Yes. With Audacity you can slow down the speed of an audio file. It can get a bit unwieldy with a 90 minute file though.


----------



## ozziebeanie (Jun 24, 2009)

I did a course in this while working at the Police Station, as I did it there with their interview tapes, and I found at the course they used just windows media player to play them and its very hard to do. 

I found it easier to go with the tape player, headphones and pedals, which was used at the police station they did start putting interviews on disc but found they had problems storing them in the hotter parts of the country and lost interviews and cases because they lost the interviews because of disc damage through heat, and some of them from some very serious cases so they went back to the tape which was a lot more hardy. some of the older equipment still works better. 

I don't know if there is a specialised program for that, which allows you to connect a pedal so you can adjust speed while typing into your Word document, I would be very interested also to know if there is something more modern that works well for even longer files also.


----------



## m00k (Jul 20, 2005)

What are you trying to transcribe?

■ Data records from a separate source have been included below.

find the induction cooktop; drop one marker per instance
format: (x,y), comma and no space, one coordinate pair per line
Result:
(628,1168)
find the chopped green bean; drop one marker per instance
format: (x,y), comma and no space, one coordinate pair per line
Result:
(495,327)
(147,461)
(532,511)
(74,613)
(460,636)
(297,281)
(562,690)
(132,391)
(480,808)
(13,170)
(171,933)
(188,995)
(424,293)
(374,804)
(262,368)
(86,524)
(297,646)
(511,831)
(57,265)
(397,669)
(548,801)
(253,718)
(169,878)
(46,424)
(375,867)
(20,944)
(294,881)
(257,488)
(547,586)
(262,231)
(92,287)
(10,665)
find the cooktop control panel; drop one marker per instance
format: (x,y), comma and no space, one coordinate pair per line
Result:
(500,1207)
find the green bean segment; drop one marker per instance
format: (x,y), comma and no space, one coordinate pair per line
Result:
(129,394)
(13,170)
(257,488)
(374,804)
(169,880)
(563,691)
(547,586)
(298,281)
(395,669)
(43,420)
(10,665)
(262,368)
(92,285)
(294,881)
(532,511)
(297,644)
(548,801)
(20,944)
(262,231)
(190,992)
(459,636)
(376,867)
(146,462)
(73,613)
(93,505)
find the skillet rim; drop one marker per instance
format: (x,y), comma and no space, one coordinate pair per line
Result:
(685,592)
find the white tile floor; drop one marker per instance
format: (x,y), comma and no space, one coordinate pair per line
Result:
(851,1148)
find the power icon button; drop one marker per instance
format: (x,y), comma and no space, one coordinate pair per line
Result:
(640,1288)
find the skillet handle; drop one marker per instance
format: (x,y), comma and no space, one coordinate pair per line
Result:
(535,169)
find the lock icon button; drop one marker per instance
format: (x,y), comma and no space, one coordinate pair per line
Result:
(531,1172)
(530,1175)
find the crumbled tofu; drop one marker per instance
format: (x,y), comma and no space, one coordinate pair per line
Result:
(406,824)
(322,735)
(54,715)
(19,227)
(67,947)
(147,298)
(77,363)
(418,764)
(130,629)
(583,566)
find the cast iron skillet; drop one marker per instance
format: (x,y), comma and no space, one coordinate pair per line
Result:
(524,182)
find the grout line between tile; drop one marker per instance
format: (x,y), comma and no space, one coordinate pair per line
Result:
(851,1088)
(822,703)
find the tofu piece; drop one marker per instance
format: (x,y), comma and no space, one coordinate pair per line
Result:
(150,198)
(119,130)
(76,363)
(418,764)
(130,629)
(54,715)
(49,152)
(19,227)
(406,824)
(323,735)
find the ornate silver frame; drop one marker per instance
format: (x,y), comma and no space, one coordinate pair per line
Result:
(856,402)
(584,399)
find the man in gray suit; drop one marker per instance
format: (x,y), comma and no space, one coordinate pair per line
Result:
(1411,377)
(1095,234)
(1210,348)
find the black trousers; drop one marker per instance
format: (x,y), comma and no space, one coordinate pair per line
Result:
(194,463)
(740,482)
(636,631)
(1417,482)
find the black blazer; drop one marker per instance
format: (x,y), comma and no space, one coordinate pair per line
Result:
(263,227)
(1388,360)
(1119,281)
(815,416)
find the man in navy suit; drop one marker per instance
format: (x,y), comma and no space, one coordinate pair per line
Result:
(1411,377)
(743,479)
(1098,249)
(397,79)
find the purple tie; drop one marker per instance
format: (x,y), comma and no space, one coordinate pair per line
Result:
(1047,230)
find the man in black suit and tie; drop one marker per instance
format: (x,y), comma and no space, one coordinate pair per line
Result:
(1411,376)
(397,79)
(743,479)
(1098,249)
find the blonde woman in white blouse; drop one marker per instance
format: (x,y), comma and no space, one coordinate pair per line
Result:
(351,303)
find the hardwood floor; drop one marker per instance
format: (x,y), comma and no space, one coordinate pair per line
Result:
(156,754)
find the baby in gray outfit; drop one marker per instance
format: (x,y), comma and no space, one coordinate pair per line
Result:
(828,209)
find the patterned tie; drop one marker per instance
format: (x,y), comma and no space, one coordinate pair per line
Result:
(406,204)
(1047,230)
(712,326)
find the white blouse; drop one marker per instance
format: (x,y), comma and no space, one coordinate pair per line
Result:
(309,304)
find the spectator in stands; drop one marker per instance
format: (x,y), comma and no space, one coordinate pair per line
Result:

Spoken word or music? If it's music, you'll need something that takes pitch into account, since slowing down audio lowers the pitch dramatically. If you're dealing with music, I'd recommend Transcribe, which lets you go REAL slow without any pitch degradation.

http://www.seventhstring.com/xscribe/overview.html


----------



## Noyb (May 25, 2005)

Audacity can change the tempo without changing the pitch ...
Three tempo speeds in *This Example* .. two slower, the last is the original.


----------